Starting in 1999, the institute has grown to establish a satellite campus in Ormoc City. Pursuant to Board Resolutions No. 59, series of 1999, two CHED supervised institutions (CSIs) in Leyte, namely the Leyte College of Arts and Trades and the Burauen Polytechnic College were integrated to the Leyte Institute of Technology.

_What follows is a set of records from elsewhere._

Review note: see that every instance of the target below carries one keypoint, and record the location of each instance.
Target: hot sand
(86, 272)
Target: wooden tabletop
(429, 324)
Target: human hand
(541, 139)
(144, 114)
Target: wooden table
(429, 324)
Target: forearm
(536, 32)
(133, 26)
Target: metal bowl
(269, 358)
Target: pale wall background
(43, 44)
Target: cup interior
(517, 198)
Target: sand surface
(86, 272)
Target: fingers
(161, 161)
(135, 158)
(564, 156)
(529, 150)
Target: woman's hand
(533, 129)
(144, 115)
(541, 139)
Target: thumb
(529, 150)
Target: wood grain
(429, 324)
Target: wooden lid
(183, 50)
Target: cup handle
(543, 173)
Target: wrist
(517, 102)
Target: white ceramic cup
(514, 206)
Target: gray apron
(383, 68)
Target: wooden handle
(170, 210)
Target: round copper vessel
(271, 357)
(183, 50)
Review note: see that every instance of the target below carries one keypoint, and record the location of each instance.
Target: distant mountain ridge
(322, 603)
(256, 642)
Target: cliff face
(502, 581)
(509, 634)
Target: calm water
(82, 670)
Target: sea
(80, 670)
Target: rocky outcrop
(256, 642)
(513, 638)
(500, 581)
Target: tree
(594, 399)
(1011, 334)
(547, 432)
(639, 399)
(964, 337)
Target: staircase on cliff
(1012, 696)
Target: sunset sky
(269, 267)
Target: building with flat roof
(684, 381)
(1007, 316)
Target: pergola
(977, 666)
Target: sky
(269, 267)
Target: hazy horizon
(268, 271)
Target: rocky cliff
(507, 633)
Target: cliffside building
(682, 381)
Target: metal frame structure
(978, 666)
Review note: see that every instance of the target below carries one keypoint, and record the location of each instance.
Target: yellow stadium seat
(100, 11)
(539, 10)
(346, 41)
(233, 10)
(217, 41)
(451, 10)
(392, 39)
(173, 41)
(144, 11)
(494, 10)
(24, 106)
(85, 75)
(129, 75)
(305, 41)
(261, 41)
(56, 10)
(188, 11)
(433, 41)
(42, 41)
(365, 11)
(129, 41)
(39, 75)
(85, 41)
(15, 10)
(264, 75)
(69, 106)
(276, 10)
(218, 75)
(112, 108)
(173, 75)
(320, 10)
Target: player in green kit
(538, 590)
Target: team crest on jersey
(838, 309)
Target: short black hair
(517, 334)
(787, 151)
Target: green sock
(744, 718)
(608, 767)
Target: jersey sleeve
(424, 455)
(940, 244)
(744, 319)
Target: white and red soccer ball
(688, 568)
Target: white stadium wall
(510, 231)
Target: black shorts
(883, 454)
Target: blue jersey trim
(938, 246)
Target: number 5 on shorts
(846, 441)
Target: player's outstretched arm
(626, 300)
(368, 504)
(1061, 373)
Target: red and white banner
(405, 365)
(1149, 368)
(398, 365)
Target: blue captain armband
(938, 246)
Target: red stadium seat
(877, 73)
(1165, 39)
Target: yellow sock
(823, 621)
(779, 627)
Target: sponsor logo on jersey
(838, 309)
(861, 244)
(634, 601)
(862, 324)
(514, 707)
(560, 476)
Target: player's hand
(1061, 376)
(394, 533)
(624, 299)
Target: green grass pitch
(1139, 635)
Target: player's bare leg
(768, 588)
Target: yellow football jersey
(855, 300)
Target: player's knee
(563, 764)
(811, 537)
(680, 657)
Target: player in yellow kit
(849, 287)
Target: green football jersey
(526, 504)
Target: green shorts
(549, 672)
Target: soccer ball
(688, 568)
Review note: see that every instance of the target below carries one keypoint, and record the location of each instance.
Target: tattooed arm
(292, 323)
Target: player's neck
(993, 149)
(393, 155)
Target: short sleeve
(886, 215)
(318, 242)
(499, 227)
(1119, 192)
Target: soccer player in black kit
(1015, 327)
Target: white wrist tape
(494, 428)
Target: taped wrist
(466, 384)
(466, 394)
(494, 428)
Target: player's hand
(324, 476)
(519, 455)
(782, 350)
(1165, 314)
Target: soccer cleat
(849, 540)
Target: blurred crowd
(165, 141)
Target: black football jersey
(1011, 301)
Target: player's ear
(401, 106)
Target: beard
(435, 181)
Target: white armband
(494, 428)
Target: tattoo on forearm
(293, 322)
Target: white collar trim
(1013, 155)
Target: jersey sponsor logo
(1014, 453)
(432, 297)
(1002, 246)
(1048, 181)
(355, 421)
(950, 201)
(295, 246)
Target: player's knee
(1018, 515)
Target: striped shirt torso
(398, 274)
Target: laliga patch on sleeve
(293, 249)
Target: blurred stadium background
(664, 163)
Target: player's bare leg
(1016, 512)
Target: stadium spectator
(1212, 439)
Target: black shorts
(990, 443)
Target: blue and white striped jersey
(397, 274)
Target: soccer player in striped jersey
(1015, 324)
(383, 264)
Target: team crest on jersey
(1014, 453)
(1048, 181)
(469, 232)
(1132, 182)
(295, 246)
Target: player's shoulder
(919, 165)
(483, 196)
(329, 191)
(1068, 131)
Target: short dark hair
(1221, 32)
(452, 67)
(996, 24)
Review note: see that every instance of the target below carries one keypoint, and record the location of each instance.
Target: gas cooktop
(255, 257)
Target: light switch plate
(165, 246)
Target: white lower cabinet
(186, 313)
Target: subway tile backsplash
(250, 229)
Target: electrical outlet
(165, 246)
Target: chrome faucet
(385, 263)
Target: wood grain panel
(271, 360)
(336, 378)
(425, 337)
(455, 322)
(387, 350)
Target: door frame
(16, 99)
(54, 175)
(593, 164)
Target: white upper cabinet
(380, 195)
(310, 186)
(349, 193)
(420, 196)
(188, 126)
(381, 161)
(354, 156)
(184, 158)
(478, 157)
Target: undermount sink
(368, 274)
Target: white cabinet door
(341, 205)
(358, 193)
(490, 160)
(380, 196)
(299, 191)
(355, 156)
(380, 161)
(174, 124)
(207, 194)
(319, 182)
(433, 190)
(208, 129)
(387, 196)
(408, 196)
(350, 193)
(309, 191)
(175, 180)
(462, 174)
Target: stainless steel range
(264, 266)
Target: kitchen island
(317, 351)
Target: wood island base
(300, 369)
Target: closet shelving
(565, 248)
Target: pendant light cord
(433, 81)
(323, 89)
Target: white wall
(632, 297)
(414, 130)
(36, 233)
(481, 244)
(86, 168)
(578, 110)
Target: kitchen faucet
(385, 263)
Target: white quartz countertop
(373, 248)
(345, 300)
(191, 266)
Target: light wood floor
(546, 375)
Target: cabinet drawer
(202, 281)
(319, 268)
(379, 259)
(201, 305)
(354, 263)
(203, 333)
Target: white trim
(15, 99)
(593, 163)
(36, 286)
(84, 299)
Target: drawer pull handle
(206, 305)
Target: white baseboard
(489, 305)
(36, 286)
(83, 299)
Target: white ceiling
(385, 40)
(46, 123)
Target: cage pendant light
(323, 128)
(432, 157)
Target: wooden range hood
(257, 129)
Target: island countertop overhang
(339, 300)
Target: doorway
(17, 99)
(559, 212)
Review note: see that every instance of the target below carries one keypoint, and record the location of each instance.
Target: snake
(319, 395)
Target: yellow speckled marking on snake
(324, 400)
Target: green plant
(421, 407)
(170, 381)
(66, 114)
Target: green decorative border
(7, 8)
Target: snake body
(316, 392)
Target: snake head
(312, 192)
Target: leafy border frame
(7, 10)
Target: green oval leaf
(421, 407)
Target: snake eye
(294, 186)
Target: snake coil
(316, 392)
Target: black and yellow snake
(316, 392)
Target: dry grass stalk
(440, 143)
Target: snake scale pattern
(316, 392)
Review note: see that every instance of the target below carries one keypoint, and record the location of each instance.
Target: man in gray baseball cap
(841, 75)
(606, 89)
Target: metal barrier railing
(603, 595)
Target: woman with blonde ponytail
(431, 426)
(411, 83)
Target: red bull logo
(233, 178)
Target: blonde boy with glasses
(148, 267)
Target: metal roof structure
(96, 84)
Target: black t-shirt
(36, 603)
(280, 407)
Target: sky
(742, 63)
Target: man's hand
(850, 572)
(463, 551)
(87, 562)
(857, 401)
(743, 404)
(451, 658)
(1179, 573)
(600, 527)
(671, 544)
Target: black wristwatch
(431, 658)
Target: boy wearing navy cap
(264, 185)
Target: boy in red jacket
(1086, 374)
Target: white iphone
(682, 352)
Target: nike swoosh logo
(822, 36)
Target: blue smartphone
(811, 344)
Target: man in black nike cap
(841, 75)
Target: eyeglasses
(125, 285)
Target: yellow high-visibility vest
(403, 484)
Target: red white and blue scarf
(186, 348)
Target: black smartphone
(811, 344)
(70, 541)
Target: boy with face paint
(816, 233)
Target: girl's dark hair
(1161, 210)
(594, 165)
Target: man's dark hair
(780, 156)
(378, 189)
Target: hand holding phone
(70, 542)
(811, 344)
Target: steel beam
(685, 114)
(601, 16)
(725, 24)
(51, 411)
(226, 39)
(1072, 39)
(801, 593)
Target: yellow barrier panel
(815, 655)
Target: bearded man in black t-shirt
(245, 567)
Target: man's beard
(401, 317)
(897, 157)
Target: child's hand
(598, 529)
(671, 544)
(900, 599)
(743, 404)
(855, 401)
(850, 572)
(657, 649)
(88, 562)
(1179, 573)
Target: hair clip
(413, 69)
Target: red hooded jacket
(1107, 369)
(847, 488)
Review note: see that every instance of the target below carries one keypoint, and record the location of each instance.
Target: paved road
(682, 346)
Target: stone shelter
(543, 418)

The LIT Dulag Campus started in SY 2000–2001. The Carigara School of Fisheries was added, the second phase of CSIs institution to SUCs.

On August 7, 2004, Republic Act No. 9311 was passed converting the Leyte Institute of Technology, into Eastern Visayas State University.

==Academics==
Programs Offered

=== School of Architecture and Allied Discipline ===

- Bachelor of Science in Architecture (BSAr)
- Bachelor of Science in Interior Design (BSID)

----

=== School of Arts and Sciences ===

- Bachelor of Science in Economics
- Batsilyer ng Sining sa Filipino
- Bachelor of Arts in English Language (BAEL)
- Bachelor of Science in Mathematics (BSMath)
- Bachelor of Science in Environmental Science (BSES)
- Bachelor of Science in Chemistry (BSChem)
- Bachelor of Science in Statistics (BSStat)

----

=== School Accountancy, Management and Entrepreneurship ===

- Bachelor of Science in Entrepreneurship (BSE)
- Bachelor of Science in Office Administration (BSOA)
- Bachelor of Science in Accountancy (BSA)
- Bachelor of Science in Marketing (BSM)

----

=== School of Education ===

- Bachelor of Secondary Education (BSEd) major in:
  - Mathematics
  - Science
- Bachelor of Culture & Arts Education (BCAEd)
- Bachelor of Physical Education (BPEd)
- Bachelor in Elementary Education (BEED)
- Bachelor of Technical-Vocational Teacher Education (BTVTEd) major in:
  - Food and Service Management (FSM)
  - Civil and Construction
  - Automotive Technology (AT)
  - Electrical Technology (ET)
  - Garments, Fashion & Design (GFD)
  - Heating, Ventilating, Air-Conditioning and Refrigeration Technology
- Bachelor of  Technology & Livelihood Education (BTLEd) major in:
  - Industrial Arts (IA)
  - Home Economics (HE)
- Diploma in Teaching Secondary (DTS)

----

=== School of Engineering ===

- Bachelor of Science in Chemical Engineering (BSChE)
- Bachelor of Science in Civil Engineering (BSCE)
- Bachelor of Science in Electrical Engineering (BSEE)
- Bachelor of Science in Electronics Engineering (BSECE)
- Bachelor of Science in Geodetic Engineering (BSGE)
- Bachelor of Science in Mechanical Engineering (BSME)
- Bachelor of Science in Industrial Engineering (BSIE)
- Bachelor of Science in Information Technology (BSIT)

----

=== School of Technology ===

- Bachelor of Science in Hospitality Management (BSHM)
- Bachelor of Science in Nutrition & Dietetics (BSND)
- Bachelor of Industrial Technology (BIndTech)
- Bachelor of Science in Mechanical Technology with major in:
  - Automotive
  - Metallurgy
  - Machine Shop
  - Welding and Fabrication

===Colleges, Schools, Campuses and Centers===
| College/School/Center | Abbreviation | Year founded | Campus |

| School of Architecture and Allied Disciplines | SAAD | 1980 | Tacloban |

| School of Arts and Sciences | SAS | 1982 | Tacloban |

| School of Accountancy, Management and Entrepreneurship | SAME | 2002 | Tacloban |

| School of Education | SoEd | 2002 | Tacloban |

| School of Engineering | SoE | 1966 | Tacloban |

| School of Technology | SoT | 2002 | Tacloban |

| Graduate School | GS | 1973 | Tacloban |

| College of Agri-Tourism and Forestry | CATF | 1999 | Burauen |

| College of Fisheries, Aquatic Resources, and Marine Sciences | CFARMS | - | Carigara |

| College of Trades, Craftsmanship, and Entrepreneurship | CTCE | - | Tanauan |

| College of Engineering and Information and Communications Technology | CEICT | 1999 | Ormoc |

| Dulag Community Satellite Campus | DCSC | 2000 | Dulag |

| Secondary Laboratory School** | SLS | - | Tacloban |

| Regional Metrology and Robotics Laboratory Center* | RMRLC | 2012 | Tacloban |

| Eastern Visayas Food Innovation Center* | EVFIC | 2015 | Tacloban |

| Information Technology Training and Development Center* | ITTDC | - | Tacloban |

^{*}—Serves as laboratory/research center and does offer any degree programs. ^{**}—Laboratory high school for the EVSU College of Education.